- Official release poster
- Directed by: Yen Tan
- Written by: Yen Tan; David Lowery;
- Produced by: Kelly Williams; Jonathan Duffy; James M. Johnston; Eric Steele;
- Starring: Bill Heck; Marcus DeAnda; Amy Seimetz; John Merriman; Alfredo Maduro; Corby Sullivan; Bailey Bass;
- Cinematography: HutcH
- Edited by: Don Swaynos
- Music by: Curtis Glenn Heath
- Production companies: Mile Marker Film; Vilcek Foundation;
- Distributed by: Wolfe Releasing
- Release dates: January 21, 2013 (Sundance); January 7, 2014 (United States);
- Running time: 80 minutes
- Country: United States
- Language: English

= Pit Stop (2013 film) =

Pit Stop is a 2013 American drama film directed by Yen Tan. The film tells the story of two gay men in a small town in Texas.

==Plot introduction==
The majority of the film involves the men's past relationships and struggles of being gay in a small Southern town.

==Cast==
The film stars Bill Heck and Marcus DeAnda as Gabe and Ernesto, the protagonists. The film also stars Amy Seimetz as Gabe's ex-wife Shannon and Alfredo Maduro as Ernesto's former partner Luis, both of whom are still involved in their ex-partners' lives.

==Premiere==
Pit Stop premiered at the 2013 Sundance Film Festival.
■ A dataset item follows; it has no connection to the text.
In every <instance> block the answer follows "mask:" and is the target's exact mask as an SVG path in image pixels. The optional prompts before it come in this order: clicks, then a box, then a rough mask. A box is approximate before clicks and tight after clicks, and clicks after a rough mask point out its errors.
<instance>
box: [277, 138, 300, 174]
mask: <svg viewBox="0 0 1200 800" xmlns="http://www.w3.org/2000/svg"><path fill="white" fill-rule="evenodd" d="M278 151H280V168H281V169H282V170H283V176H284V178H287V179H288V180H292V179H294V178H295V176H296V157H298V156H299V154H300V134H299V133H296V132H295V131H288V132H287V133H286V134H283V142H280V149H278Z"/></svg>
It was released digitally on January 7, 2014, and on DVD on February 4, 2014, by Wolfe Releasing.

==Awards==
The film won the Texas Grand Jury Prize at the 2013 Dallas International Film Festival and the Louise LeQuire Award for Best Screenplay at the 2013 Nashville Film Festival.

At the 2013 Los Angeles Outfest, Heck and DeAnda won the Grand Jury Award for Best Actor for their roles as Gabe and Ernesto.